These chefs are coaxing the delicious secrets from flavors born in dirt.
ROOT VEGGIE SALAD
Mounir Saleh, owner, Sassool, Raleigh, N.C.
Showing an appreciation for root vegetables in their raw state, this dish (pictured above) combines raw carrots and beets in a dish the crunch factor from walnuts and a bright jolt to contrast the earthiness with cilantro and a housemade pomegranate vinaigrette. Sassool is a place that celebrates roots in the ancestral form as well as the vegetable. The restaurant is the nickname of owner Mounir Saleh’s mother, Cecilia. The family fled Lebanon during the civil war in 1976 and started a pita bread bakery that led to Sassool, which now has two locations in Raleigh and Cary, NC.
CANNELLINI BEET SPREAD
Carlos Carreto, executive chef, Ousia, New York
Ousia, which just opened on Manhattan’s West Side, is the latest from the Livanos Restaurant Group (Oceana, Molyvos, Moderne Barn and City Limits Diner). This cannellini beet spread is leading off the new menu of shareable small plates that can be described as Mediterranean with a strong Greek focus. This eye-catching spread with the in-your-face color and silky texture is flavored mainly with sesame seeds, keeping things deceptively simple.
Max Poppel, owner, The Flying Squirrel, Chattanooga, Tenn.

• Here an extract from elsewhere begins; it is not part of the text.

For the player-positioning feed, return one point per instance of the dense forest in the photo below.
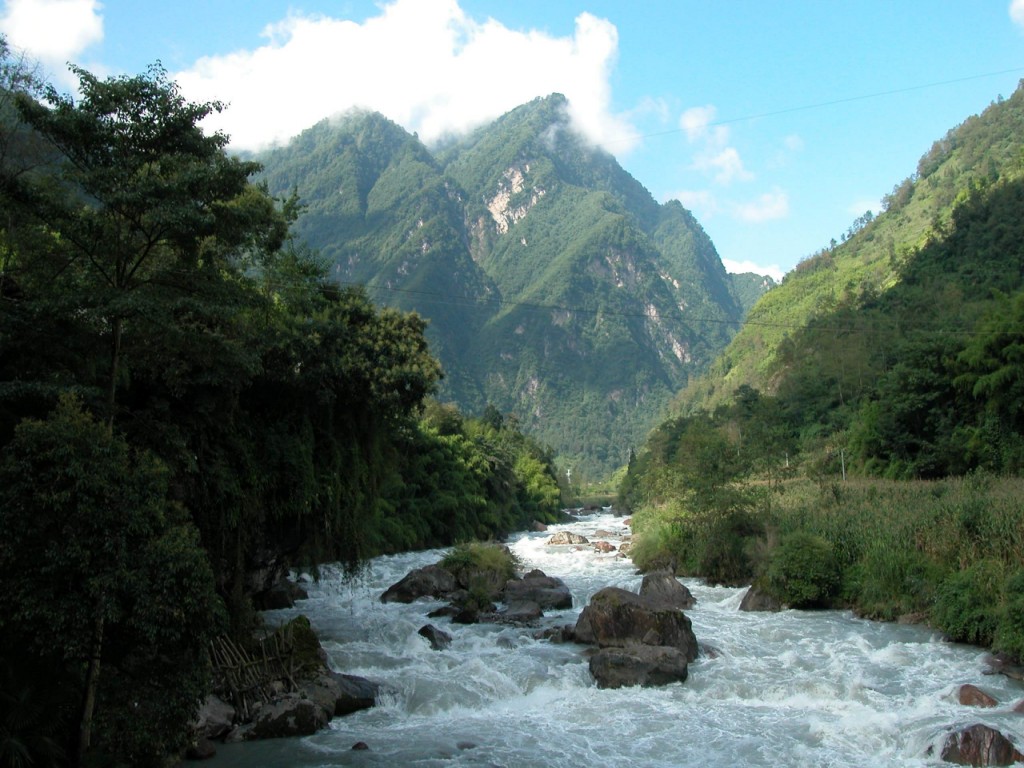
(189, 406)
(859, 442)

This salad blends raw and roasted beets with pink D’Avignon radish for an unexpected effect. Goat cheese crema, pistachios and pesto made from local herbs offer counterpoints from several flavorful directions. Other root vegetables on the menu of The Flying Squirrel include a root-veggie platter with salt-baked turnips, roasted radishes, sweet potato puree, parsnip chips and a rich port wine reduction to tie it all together.